The Telangana Authority of Advance Ruling (AAR) has said in two rulings that seeds are not “agricultural produce” and should attract goods and services tax (GST), a development that could create complications for the agriculture sector in the future.
In both the rulings, the AAR said that “seed” is treated separately from “grain”.
The law applicable to grain and seed will be different and therefore concessions applicable to grain produced by a cultivator will not be applicable to seed, said the rulings of February 11.
The AAR rulings, in the case of Ganga Kaveri Seeds and Narasimha Reddy & Sons, applied the ejusdem generis principle, said tax experts.
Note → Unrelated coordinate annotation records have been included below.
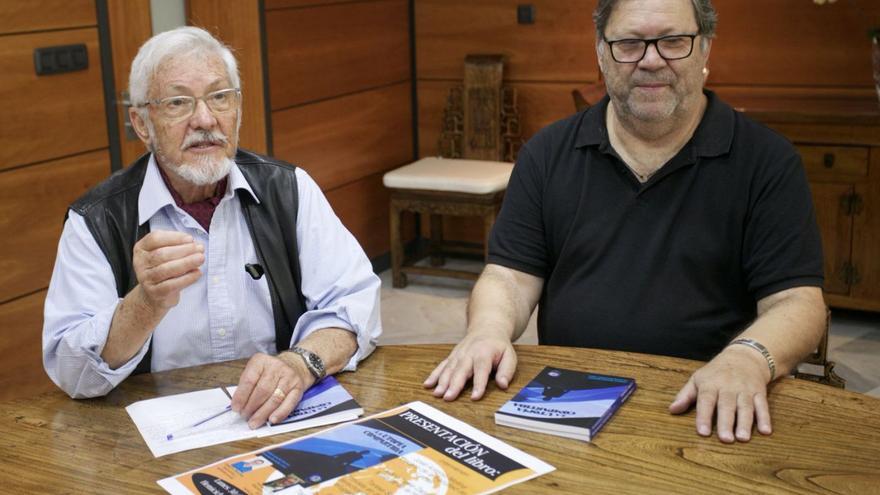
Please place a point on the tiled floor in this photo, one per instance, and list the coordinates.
(432, 310)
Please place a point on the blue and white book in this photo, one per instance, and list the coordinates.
(324, 403)
(574, 404)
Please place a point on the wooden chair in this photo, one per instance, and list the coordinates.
(820, 358)
(434, 187)
(479, 139)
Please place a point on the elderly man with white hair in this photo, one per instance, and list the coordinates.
(202, 252)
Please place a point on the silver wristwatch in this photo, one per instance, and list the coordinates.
(313, 362)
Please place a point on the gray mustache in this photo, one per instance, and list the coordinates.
(204, 137)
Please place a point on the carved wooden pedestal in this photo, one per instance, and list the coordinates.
(480, 123)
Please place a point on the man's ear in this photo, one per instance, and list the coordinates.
(139, 125)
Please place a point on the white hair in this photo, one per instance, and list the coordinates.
(182, 41)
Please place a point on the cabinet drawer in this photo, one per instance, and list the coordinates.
(834, 161)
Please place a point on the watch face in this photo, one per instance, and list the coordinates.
(313, 361)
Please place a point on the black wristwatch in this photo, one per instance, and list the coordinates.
(313, 362)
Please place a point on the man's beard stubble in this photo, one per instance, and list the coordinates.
(206, 170)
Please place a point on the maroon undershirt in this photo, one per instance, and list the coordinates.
(203, 210)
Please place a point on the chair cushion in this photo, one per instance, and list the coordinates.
(451, 174)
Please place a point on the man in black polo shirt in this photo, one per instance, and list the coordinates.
(658, 221)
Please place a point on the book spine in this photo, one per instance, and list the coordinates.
(611, 410)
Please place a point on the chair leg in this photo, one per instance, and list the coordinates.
(398, 278)
(437, 258)
(488, 222)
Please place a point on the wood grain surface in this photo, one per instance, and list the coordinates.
(237, 24)
(19, 17)
(825, 440)
(33, 201)
(326, 51)
(53, 115)
(130, 27)
(362, 206)
(341, 140)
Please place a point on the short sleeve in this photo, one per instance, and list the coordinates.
(782, 247)
(518, 238)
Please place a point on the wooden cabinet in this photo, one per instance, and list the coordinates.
(840, 147)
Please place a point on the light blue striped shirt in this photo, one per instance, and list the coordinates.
(226, 314)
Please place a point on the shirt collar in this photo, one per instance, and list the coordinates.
(713, 136)
(154, 194)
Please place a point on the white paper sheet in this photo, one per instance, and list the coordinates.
(156, 418)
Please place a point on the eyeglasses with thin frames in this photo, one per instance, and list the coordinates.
(183, 106)
(633, 50)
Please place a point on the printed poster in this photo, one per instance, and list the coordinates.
(411, 449)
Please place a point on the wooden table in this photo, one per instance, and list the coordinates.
(825, 440)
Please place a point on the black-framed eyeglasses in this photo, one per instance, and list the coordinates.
(180, 107)
(632, 50)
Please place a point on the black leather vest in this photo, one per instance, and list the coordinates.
(110, 210)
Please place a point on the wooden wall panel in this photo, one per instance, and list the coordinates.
(327, 51)
(540, 104)
(560, 46)
(32, 205)
(363, 208)
(344, 139)
(21, 356)
(130, 27)
(238, 25)
(49, 116)
(793, 43)
(18, 16)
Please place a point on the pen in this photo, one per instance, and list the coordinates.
(225, 410)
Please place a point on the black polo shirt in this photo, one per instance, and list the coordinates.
(674, 266)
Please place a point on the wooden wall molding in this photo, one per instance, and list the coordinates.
(130, 27)
(33, 201)
(558, 47)
(342, 140)
(238, 25)
(49, 116)
(323, 52)
(23, 16)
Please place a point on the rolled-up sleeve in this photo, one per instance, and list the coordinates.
(338, 282)
(79, 309)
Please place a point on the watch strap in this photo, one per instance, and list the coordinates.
(313, 362)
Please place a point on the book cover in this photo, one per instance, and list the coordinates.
(568, 403)
(326, 402)
(194, 420)
(411, 449)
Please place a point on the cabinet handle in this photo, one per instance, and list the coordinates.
(828, 160)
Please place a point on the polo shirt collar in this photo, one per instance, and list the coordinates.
(713, 137)
(154, 195)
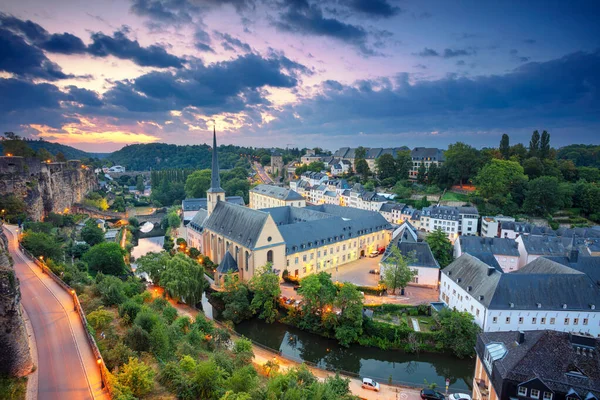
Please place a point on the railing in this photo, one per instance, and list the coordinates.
(79, 310)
Both the companies are supplying goods which are produced from cultivation of plants, the AAR ruled. It said the companies were engaged in the production and sale of agricultural seeds and in the process of production they outsourced certain services such as cleaning, drying, grading and packing to the job workers in relation to the production of seeds.
“The authorities have applied the principle of ejusdem generis, that is general words should take colour of the specific words and accordingly,” said Harpreet Singh, partner, indirect taxes at KPMG in India. “These rulings held that raw material used in definition of agricultural produce is confined to food, fibre, etc., which can be consumed, and as seeds are not consumed but cultivated, the same are liable to GST.”
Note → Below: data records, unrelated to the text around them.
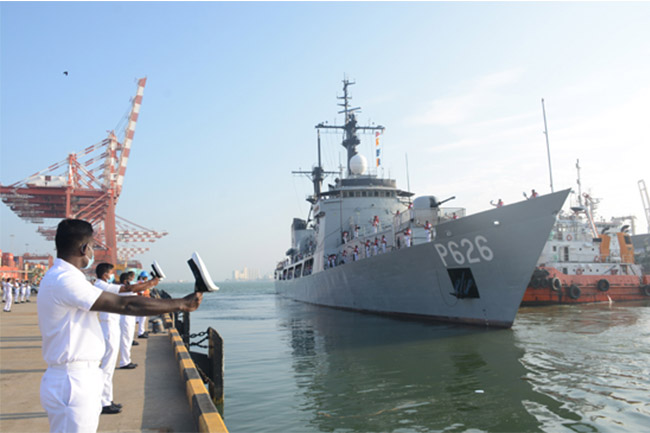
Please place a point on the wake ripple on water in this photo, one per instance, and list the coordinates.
(592, 361)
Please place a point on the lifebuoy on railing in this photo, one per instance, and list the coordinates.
(573, 291)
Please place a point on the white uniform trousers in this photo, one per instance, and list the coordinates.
(127, 328)
(9, 297)
(71, 397)
(142, 324)
(111, 331)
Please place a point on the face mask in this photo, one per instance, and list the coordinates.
(92, 259)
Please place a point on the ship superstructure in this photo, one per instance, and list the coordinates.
(371, 246)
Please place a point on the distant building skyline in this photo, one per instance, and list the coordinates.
(246, 274)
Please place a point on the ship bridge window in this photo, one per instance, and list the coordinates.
(308, 267)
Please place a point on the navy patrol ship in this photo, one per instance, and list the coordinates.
(372, 247)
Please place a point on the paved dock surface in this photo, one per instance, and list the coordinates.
(153, 394)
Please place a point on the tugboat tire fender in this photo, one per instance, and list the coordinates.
(603, 285)
(573, 291)
(556, 284)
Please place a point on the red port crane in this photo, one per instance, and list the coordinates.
(86, 185)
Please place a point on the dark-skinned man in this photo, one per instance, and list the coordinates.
(110, 324)
(73, 343)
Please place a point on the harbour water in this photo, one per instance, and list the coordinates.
(301, 368)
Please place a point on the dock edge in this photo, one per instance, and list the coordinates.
(205, 414)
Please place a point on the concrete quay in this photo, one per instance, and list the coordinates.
(156, 397)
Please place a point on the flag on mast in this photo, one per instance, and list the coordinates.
(377, 149)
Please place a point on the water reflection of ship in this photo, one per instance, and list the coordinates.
(369, 373)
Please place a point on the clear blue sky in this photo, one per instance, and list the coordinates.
(234, 91)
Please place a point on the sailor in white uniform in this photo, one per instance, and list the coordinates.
(73, 344)
(110, 324)
(9, 294)
(127, 327)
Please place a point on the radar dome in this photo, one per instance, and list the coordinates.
(358, 164)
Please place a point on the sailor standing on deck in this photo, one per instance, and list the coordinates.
(110, 324)
(407, 237)
(73, 344)
(142, 320)
(9, 295)
(429, 229)
(127, 327)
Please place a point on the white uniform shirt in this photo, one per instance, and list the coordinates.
(112, 288)
(70, 331)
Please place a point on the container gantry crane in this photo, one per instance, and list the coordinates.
(86, 185)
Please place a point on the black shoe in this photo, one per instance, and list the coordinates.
(111, 410)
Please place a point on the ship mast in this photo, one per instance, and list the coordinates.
(317, 175)
(351, 140)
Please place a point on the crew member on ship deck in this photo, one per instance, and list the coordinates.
(73, 344)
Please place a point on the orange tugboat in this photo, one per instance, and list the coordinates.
(587, 261)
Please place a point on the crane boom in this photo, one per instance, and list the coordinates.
(128, 136)
(646, 202)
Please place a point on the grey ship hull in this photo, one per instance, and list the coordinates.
(500, 247)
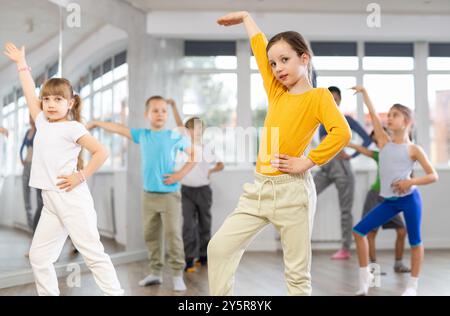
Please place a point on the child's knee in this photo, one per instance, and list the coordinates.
(37, 258)
(401, 233)
(217, 247)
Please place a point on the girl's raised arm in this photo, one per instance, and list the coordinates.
(380, 133)
(28, 85)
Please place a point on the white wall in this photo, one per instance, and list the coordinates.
(312, 25)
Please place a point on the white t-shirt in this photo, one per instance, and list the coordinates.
(55, 152)
(198, 176)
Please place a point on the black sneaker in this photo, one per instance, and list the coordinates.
(203, 261)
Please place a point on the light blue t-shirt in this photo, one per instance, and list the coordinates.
(158, 156)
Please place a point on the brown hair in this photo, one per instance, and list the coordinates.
(62, 87)
(298, 44)
(153, 98)
(407, 114)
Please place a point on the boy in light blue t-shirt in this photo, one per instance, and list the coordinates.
(161, 204)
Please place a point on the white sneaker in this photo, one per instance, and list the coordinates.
(150, 280)
(410, 291)
(178, 284)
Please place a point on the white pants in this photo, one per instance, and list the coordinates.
(70, 214)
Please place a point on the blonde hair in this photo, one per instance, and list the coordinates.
(61, 87)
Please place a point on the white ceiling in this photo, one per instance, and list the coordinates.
(333, 6)
(34, 22)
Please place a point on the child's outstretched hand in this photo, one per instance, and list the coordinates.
(294, 165)
(15, 54)
(358, 89)
(232, 18)
(91, 125)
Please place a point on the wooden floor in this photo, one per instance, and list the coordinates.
(15, 243)
(261, 273)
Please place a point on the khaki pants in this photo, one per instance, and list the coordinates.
(286, 201)
(162, 219)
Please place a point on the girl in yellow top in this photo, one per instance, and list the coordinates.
(283, 192)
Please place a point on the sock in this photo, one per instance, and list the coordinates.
(413, 283)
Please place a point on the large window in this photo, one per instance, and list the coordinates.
(104, 91)
(210, 84)
(439, 102)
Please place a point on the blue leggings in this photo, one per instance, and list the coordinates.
(410, 205)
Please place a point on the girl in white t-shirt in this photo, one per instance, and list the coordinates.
(196, 193)
(58, 171)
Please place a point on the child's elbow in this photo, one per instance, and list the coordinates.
(435, 177)
(347, 136)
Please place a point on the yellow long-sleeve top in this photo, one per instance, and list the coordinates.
(292, 119)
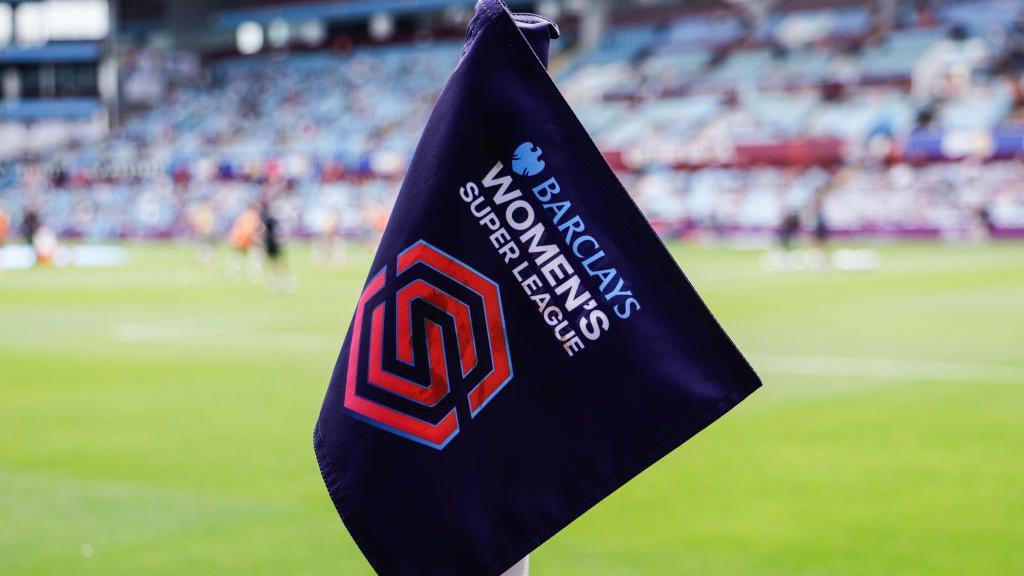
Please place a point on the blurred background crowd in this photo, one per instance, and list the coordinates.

Agriculture is outside the gamut of tax framework in India for both direct and indirect tax. Tax experts said that seeds are exempt under the GST law and the agricultural produce from seeds or services in relation to agricultural produce are also exempt from GST.
Many experts pointed out that if services, in relation to production of seeds, are brought under the GST framework, then it could impact the cost of the entire agricultural chain.
This could end in an additional cost of 18% on end products, they said.
Under the GST framework, the tax is passed on in the chain ahead. This could mean that GST will eventually be passed on to the end customer.
In the definition of agricultural produce, ‘raw material’ is used which is a general term and is in the company of specific words such as food, fibre and fuel. These specific words indicate direct consumption by humans or in industry but not in cultivation, the AAR ruled in the case of Ganga Kaveri.
These specific words indicate direct consumption by humans or in industry but not in cultivation – supply of seed does not fall under the definition of agricultural produce as the seed does not fulfil the utilities prescribed therein. Storage of the seeds in the leased storage facility or godowns, loading, unloading and packing of seeds by the applicant-job worker on job work basis are not exempt from payment of GST, the AAR ruled in the case of Narasimha Reddy.
“In common parlance, one would tend to perceive seeds to be agricultural produce and hence not liable to GST,” said Singh.
While AARs are only applicable to the companies that have approached the bench, often they are taken as a precedent in the case law. In several instances in the past, the tax authorities started issuing notices following one AAR ruling.